De roodharige man, die zijn intrek nam in de besneeuwde stad Arles, was een Nederlander en heette Vincent van Gogh. Nog geen 35 jaar oud had hij reeds een leven achter de rug, oneindig bewogener dan dat van zijn burgerlijke tijdgenoten, een leven dat echter in zijn tragische eenzelvigheid gedeeld werd door het merendeel van de grote kunstenaars uit het einde der vorige eeuw die, levend in een der gezapigste tijdperken van de wereldgeschiedenis, een onrust aan de dag legden, welke vaak aan waanzin grensde.

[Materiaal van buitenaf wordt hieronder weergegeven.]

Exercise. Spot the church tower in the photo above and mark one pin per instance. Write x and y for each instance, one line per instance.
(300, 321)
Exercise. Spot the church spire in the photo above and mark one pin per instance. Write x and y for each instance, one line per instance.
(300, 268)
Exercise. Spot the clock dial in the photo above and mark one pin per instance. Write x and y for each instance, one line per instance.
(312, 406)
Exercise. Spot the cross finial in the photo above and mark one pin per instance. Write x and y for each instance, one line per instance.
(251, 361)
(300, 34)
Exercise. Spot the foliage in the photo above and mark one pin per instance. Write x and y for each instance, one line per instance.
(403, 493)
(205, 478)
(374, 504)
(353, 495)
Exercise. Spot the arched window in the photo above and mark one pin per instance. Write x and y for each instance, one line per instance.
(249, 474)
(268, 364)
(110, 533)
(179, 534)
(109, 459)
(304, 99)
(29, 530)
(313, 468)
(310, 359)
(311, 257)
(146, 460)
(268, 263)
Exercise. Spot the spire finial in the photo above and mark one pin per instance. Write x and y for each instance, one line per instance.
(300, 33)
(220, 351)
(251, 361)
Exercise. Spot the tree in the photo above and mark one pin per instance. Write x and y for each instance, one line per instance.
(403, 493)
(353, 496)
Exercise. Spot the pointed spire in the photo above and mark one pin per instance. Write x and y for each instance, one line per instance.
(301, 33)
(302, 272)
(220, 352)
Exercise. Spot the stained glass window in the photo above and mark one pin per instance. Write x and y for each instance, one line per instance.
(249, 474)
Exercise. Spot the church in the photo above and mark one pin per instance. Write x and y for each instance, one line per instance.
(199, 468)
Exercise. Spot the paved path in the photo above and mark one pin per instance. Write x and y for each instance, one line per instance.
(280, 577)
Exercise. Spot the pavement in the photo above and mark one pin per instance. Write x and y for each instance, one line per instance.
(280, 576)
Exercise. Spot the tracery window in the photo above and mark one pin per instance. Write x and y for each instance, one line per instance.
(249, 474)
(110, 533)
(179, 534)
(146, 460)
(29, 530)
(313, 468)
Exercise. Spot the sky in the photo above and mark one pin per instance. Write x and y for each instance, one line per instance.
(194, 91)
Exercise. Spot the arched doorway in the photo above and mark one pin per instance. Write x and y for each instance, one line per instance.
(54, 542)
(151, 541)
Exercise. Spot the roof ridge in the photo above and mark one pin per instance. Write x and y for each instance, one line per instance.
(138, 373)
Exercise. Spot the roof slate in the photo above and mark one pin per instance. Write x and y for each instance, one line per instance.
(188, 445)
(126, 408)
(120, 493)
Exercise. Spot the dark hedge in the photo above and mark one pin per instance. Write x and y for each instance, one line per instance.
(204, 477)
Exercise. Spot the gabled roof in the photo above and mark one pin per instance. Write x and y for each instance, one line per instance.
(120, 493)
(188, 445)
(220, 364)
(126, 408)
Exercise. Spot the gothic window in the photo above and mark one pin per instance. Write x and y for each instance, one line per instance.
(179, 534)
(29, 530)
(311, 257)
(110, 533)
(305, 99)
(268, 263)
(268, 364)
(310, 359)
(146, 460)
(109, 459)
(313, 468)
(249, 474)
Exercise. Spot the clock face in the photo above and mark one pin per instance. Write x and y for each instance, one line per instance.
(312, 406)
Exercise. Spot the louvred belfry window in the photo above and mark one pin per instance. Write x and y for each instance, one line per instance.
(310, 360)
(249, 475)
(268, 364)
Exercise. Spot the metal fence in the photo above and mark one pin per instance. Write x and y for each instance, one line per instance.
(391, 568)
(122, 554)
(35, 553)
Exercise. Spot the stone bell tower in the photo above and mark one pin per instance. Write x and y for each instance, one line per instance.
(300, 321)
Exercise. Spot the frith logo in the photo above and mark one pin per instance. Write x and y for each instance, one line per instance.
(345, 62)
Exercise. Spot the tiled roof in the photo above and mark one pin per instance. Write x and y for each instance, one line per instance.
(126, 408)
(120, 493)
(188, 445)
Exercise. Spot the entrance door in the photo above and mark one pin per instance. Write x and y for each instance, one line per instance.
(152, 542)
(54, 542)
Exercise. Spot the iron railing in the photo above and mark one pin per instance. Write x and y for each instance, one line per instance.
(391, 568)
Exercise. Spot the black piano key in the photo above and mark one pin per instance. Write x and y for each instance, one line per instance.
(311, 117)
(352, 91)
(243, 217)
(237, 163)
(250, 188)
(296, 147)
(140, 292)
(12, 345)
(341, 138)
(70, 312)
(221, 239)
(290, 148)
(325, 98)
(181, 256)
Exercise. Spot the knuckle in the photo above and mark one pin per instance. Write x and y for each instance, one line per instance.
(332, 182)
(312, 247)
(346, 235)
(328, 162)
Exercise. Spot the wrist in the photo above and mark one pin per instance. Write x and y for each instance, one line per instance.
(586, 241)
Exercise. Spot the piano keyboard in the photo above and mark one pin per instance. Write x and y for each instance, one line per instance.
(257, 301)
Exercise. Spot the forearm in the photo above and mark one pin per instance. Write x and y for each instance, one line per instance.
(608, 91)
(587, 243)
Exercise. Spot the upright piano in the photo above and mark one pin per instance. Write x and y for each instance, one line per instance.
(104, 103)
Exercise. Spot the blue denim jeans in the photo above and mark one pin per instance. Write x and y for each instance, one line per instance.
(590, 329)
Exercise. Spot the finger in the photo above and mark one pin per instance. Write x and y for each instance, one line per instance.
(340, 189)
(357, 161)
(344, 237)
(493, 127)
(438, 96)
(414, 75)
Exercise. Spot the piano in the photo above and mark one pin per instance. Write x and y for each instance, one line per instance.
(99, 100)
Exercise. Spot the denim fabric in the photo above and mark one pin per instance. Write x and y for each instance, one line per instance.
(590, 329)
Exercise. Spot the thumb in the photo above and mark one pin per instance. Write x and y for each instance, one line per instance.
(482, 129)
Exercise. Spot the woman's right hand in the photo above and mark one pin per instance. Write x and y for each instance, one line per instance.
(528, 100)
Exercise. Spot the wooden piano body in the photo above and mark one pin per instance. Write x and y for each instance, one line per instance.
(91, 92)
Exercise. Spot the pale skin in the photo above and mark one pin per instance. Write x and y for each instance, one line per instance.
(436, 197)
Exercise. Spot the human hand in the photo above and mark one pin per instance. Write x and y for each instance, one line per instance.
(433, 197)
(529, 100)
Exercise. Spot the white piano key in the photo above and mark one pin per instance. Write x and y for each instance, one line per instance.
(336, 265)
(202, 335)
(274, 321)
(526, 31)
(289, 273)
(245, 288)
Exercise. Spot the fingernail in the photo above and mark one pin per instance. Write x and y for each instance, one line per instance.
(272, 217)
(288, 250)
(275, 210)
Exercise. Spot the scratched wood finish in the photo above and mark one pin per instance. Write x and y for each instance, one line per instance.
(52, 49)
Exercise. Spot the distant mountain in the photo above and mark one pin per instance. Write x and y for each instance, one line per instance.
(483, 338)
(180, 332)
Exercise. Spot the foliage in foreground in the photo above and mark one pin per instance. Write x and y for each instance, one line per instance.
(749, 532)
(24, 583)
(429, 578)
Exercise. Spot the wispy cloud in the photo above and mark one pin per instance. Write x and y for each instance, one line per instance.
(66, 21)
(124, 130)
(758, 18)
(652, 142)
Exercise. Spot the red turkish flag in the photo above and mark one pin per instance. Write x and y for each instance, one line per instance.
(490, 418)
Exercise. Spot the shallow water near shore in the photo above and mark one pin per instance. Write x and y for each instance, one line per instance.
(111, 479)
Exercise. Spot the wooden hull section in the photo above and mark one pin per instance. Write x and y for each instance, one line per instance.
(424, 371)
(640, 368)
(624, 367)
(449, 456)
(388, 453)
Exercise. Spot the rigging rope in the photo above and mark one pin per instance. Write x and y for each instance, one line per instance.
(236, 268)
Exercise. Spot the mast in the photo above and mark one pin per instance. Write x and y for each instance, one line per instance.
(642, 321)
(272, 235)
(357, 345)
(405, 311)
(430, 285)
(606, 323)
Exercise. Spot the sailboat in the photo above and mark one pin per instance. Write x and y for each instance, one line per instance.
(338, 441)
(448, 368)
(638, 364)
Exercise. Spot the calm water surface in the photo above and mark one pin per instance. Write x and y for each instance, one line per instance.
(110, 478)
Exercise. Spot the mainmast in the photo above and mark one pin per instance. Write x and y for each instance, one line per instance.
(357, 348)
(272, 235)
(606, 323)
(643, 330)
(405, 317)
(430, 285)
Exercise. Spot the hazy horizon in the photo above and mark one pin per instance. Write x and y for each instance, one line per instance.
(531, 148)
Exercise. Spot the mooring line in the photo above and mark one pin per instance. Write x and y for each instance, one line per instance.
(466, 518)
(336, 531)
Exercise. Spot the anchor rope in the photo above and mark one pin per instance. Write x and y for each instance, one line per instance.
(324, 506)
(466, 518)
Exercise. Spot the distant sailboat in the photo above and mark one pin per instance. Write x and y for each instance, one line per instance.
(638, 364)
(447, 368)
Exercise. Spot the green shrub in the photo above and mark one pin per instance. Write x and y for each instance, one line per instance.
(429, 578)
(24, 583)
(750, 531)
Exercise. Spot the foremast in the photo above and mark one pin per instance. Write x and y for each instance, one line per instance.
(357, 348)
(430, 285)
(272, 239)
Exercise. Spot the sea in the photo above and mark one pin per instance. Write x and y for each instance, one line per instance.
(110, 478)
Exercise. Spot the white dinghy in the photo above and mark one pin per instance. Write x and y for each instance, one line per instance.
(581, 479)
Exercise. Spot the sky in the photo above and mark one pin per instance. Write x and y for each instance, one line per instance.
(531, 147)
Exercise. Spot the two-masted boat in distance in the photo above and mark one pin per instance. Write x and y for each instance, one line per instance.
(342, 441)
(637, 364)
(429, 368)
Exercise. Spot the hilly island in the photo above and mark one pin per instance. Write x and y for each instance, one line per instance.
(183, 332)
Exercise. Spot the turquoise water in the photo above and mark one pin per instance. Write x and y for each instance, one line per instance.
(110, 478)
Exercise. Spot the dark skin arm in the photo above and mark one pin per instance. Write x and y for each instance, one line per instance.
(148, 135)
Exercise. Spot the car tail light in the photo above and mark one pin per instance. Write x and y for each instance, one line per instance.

Zonder het te weten waren zij de onweersprofeten van een naderende eeuw vol ramp en ongeval.
| |
| |
Op 30 Maart 1853 kreeg Anna Cornelia Carbentus-Van Gogh een zoon. Haar man, dominee Theodorus van Gogh noemde hem Vincent en gaf hem aan bij de burgerlijke stand van Zundert als Vincent van Gogh. Hij kon niet vermoeden dat hij die dag in het geboorteregister een naam liet neerschrijven welke in de komende eeuwen de mensheid even vertrouwd in de oren zou gaan klinken als de naam van die andere grote zoon der Nederlanden: Rembrandt. Hij zou dit ook nimmer tijdens de lange jaren dat hij Vincent's vader was bevroeden. Helaas, hij zou alleen de onbegrijpelijke en tragische zijde van dit gefolterd kunstenaarschap van nabij, vaak al te nabij, meemaken. Als kind was Vincent eenzelvig. Hij bemoeide zich weinig met zijn twee broertjes en drie zusjes die na hem geboren werden. Hij dwaalde door de Brabantse mastbossen op zoek naar vlinders en vogelnestjes, torren en bloemen. Op zestienjarige leeftijd wordt hij verkoper van schilderijen in een schilderijenzaak in Den Haag, die door zijn oom was opgericht en sindsdien een filiaal geworden was van de beroemde Galerij Goupil.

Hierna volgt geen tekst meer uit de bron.